"Bluntly, the Conservative Party’s problem with ethnic minority voters is costing it seats," Lord Ashcroft wrote last year after the publication of his report, Degrees of Separation. Correcting the problem is a long-standing cause for this site. Tim Montgomerie has pointed out that the number one driver of not voting Conservative is not being white. I have argued that the Party had made strategic errors through tokenism and ignorance; that it doesn't matter if we think we're not racist but ethnic minority voters do, and that it's time to end the Conservative war on multiculturalism (which, by the way, is supported by 71 per cent of Tory voters).
The new study by Operation Black Vote which found that Britain's ethnic minority voters may determine the 2015 election thus makes a point which all of us should have grasped already, though the detail is compelling.
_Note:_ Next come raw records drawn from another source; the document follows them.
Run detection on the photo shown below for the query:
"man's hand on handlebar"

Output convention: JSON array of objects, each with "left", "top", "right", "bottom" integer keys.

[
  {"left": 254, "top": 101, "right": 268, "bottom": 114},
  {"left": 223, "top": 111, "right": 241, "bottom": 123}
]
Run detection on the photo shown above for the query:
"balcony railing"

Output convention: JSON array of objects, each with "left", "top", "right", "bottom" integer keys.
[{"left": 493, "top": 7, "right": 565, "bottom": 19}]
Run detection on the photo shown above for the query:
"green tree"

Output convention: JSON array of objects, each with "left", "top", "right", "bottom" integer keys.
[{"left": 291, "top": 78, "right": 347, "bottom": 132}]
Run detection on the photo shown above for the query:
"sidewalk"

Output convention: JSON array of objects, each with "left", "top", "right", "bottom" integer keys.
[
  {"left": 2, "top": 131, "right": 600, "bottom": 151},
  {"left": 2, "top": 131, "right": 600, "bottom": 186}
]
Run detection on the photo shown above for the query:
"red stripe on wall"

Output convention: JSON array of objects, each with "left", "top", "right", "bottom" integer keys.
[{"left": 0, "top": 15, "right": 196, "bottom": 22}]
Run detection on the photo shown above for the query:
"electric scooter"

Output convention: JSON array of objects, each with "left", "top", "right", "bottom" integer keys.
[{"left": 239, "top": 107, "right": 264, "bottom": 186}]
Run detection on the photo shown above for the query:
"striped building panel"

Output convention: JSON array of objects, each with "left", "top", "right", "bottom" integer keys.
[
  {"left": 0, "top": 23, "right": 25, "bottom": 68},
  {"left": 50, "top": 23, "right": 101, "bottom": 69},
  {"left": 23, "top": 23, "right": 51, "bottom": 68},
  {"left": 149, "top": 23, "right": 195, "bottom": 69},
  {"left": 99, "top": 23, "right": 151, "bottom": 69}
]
In its account of the study today, the Guardian reports that the number of seats where black and Asian voters could decide
the outcome had rocketed by 70 per cent compared with the 2010 election, and says that the ethnic minority vote is
bigger than the majority of the sitting MP in no fewer than 168 constituencies. ("The seats extend beyond
inner-city areas to include places such as Southhampton Oxford, Sherwood, Ipswich and Northampton," according to the paper.)
One can quibble about the detail, but the trend is unmistakeable. In 2001, one in ten voters were ethnic minority members; by 2050, that figure will be one in five. It would be easy to conclude that nothing can be done to halt a Conservative slide to demographic marginalisation, as we dwindle into becoming a rump party of the shires, like the protectionists of the 1850s. However, there is cause for cautious optimism, for three reasons. First, because although the Party won a mere 16 per cent of the ethnic minority vote in 2010, the figure is higher among some groups: among voters of Indian origin, for example, it came in at 24 per cent. Second, because Downing Street and CCHQ have grasped the scale of the problem.
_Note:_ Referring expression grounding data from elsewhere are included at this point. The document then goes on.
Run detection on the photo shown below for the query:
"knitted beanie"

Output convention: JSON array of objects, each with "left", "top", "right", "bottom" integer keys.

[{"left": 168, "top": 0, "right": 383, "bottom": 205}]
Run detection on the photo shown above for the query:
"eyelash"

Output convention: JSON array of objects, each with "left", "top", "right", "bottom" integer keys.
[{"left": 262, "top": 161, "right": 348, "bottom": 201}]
Finally, both have worked out elements of a vote-winning strategy – namely, that having ethnic minority faces in the Party at a senior level, though important, is less so than knowledgeable engagement on the ground and micro-policies that work with voters. The former is largely a matter for Associations locally, but the latter mostly depends on Ministers, and there are signs of success. The Voice recently ran a feature called "Is Labour losing the black vote?", which clocked Theresa May's consultation on stop and search, praised Boris Johnson's engagement with black churches, and pointed out that the Tories have "a natural advantage… studies show their conservative values are
more ideologically aligned with that of African Caribbeans."
As ever, Alok Sharma, the Party Vice-Chairman responsible for ethnic minority campaigning, needs more support – and CCHQ, in the medium-term, more consistency. No lasting gain is possible if teams are put in place for general elections and then disbanded afterwards. Not so long ago, reports such as this morning's were cause for unrelieved gloom. But there are indications that Downing Street's study of the succcess of Canada's Conservatives in winning ethnic minority votes, the rising number of ethnic minority Tory MPs, the hard work of Parliamentarians who hold marginal seats, Ministerial focus and Labour complacency – a factor single out by The Voice – are beginning to pay dividends.